# AOKP 36 - P7500 - cam still not working



## brainydead (May 22, 2012)

Hello all,

I'm a noob and I tryed to find someone with the same problem than mine before but I ad no result.
I'm french spoker so maybe my english will be not correct, please forgive me for that too 

So I installed the new AOKP ROM 36 right now. I was waiting for the camera cuz I use my tab essentially to make video conferences with family in other countries.
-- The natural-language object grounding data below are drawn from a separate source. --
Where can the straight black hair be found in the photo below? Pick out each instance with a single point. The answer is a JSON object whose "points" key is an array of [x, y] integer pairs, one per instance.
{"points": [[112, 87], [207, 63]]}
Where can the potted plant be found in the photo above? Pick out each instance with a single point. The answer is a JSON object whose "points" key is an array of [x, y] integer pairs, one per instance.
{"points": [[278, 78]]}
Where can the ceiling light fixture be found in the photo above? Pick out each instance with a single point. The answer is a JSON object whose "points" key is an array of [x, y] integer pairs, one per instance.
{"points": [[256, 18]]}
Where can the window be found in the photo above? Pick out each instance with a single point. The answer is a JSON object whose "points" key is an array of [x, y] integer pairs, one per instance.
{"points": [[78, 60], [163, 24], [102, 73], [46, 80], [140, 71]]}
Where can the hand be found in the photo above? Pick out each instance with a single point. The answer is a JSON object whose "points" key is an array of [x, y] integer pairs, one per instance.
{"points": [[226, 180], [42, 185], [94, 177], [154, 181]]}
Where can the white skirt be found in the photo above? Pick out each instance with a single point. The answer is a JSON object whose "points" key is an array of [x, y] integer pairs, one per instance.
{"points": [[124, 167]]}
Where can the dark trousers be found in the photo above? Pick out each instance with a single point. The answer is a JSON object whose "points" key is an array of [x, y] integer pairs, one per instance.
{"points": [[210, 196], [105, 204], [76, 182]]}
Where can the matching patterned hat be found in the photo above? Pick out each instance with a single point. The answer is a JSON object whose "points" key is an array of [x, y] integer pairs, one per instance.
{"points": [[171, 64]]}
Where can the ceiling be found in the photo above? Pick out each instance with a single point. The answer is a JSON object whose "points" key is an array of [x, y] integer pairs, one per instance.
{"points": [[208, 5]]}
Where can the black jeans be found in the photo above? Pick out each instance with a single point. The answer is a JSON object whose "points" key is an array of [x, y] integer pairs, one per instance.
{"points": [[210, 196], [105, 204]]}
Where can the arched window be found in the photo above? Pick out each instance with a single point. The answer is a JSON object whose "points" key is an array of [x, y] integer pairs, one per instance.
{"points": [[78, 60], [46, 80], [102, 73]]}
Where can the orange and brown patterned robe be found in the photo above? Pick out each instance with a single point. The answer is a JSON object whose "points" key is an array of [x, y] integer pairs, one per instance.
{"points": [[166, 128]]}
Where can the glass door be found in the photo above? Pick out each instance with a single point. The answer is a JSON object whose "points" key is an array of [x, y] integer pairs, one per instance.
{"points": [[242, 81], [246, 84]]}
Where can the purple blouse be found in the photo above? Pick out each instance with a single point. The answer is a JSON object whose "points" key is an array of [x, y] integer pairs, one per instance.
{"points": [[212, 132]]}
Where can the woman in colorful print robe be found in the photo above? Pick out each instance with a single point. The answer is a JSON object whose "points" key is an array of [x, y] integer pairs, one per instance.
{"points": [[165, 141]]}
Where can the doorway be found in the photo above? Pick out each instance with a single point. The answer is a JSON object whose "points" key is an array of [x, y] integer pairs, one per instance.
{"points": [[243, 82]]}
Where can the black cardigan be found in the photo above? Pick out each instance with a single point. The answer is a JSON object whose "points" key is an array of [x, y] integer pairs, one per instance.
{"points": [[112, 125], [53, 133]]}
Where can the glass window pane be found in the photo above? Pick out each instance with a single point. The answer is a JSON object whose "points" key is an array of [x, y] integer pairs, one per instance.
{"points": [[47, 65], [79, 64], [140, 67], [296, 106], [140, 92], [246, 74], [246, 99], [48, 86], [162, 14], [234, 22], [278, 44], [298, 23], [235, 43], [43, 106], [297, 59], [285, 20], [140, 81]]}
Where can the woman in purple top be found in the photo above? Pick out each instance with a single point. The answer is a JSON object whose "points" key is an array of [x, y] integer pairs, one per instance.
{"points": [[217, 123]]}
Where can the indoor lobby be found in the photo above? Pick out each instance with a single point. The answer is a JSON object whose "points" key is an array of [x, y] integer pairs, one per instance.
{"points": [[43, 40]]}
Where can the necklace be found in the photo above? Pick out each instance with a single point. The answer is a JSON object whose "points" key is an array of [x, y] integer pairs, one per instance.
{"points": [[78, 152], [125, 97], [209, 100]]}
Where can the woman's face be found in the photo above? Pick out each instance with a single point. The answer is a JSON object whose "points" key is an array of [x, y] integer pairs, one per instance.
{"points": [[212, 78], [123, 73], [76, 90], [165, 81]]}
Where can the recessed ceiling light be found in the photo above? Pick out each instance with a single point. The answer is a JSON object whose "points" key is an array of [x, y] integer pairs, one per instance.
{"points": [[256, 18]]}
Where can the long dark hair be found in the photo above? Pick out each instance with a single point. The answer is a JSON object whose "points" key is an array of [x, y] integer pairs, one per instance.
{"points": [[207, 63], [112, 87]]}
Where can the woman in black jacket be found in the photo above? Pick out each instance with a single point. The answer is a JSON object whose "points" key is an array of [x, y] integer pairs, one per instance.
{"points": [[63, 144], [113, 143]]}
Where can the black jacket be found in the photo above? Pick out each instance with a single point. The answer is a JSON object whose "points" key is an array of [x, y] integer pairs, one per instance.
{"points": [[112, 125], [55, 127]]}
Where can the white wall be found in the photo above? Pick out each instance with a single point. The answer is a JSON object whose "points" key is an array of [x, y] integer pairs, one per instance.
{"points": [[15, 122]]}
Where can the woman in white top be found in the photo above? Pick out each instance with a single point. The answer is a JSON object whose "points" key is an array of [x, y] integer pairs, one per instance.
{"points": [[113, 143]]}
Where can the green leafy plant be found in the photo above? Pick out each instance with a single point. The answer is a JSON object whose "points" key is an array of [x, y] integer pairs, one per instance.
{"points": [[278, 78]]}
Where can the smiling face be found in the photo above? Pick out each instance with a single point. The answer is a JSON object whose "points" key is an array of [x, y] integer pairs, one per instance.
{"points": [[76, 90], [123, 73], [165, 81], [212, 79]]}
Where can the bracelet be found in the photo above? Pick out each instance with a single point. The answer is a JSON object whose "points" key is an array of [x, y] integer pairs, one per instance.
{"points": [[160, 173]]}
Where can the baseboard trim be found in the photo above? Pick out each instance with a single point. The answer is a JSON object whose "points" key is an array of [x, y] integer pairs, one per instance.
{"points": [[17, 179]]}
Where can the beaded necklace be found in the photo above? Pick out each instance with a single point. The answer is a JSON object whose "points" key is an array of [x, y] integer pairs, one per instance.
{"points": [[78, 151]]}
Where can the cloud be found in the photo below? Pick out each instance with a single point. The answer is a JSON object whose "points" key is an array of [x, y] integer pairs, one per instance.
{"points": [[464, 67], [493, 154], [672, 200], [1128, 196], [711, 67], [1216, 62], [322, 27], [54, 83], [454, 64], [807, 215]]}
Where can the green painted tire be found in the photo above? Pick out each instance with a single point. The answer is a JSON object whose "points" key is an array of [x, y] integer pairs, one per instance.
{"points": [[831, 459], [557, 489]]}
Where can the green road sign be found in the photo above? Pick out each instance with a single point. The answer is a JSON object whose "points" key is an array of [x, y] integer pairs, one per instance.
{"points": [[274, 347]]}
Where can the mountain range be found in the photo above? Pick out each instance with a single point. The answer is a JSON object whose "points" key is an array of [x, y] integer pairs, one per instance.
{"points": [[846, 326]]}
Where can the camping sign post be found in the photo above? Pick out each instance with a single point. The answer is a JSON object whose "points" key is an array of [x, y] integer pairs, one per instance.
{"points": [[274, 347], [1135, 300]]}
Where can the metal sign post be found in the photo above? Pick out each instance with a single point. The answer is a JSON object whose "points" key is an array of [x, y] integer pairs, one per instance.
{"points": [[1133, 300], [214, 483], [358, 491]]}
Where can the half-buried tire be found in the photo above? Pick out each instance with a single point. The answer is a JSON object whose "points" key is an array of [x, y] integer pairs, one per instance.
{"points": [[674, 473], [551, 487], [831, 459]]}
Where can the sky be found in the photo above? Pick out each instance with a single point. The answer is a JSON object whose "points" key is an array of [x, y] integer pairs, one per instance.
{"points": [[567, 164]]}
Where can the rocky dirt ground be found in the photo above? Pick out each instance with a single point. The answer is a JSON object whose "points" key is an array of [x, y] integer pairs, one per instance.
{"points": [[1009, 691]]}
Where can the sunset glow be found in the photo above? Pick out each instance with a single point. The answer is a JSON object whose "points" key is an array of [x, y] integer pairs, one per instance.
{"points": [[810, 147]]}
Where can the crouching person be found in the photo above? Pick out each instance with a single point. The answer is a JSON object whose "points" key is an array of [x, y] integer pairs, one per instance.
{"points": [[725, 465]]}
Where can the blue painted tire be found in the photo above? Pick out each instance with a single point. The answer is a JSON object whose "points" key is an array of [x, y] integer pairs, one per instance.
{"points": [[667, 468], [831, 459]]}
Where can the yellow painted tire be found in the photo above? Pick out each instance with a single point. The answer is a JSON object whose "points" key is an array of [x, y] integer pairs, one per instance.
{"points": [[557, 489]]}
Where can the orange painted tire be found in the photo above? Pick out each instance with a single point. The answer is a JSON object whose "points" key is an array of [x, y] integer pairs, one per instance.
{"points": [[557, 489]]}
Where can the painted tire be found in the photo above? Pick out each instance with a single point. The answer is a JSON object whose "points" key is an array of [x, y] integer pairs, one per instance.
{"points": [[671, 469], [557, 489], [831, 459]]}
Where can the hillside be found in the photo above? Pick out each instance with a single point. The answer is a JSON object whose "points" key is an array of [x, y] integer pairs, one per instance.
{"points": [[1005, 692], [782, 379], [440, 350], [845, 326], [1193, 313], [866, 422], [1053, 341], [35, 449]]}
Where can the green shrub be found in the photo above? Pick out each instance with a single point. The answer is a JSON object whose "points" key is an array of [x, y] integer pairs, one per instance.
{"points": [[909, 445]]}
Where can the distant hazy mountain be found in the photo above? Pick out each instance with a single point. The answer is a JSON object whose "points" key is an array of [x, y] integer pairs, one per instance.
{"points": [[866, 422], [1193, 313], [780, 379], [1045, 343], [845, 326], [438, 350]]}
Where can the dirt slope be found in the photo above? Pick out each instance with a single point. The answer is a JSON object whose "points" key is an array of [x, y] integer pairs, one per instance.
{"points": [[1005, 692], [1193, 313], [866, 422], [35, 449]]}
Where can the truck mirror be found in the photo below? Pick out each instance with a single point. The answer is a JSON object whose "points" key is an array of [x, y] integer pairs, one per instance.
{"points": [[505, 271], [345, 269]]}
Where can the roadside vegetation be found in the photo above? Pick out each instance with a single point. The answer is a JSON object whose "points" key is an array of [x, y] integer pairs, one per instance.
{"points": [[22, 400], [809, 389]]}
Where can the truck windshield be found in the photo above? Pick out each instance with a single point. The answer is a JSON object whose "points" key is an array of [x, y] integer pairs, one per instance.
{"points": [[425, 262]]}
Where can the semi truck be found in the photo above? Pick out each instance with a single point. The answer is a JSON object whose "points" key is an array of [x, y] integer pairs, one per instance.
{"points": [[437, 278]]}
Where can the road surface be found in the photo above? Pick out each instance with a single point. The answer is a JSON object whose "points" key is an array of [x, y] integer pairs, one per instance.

I followed the instruction :

Make sure you're on the latest CWM -> OK
MAKE A NANDROID -> OK
wipe data/factory reset in recovery -> OK _(I made a format on all option in CWM too)_
flash ROM -> OK
flash Gapps -> OK
reboot -> OK

In GTALK I have no option to make video call, and when I made an audio call GTALK crashe
In skype I have no option to make a video call neither, and when I made an audio call it's working fine.
I did not find any app to try camera independently, so I downloaded FxCamera. when I tryed to take a shot, I only have a black screen.

Model Number* GT-P7500*
Android Version* 4.0.4*
BaseBand version *P7500XWKG*
Kernel Version* 2.6.36.4-cyanogenmod+ [email protected] #1 SMP PREEMPT wed May 9 21:45:22 EDT 2012*
Build number* IMM76l*
Mod version *aokp_p4_build-36*

Anyone can hook me up ?

Thank you


----------



## brainydead (May 22, 2012)

I linked my question to an another aokp question, we can close this double post.


----------



## jej2727 (Jan 17, 2012)

There is no ics custom rom thar has camera working, as of yet.

Sent from my GT-P7510 using Tapatalk 2


----------



## brainydead (May 22, 2012)

Hello,

thanks for the answer, even if it's not what I wated to read :
I did a successfull rollback on Overcome.

have a nice day.


----------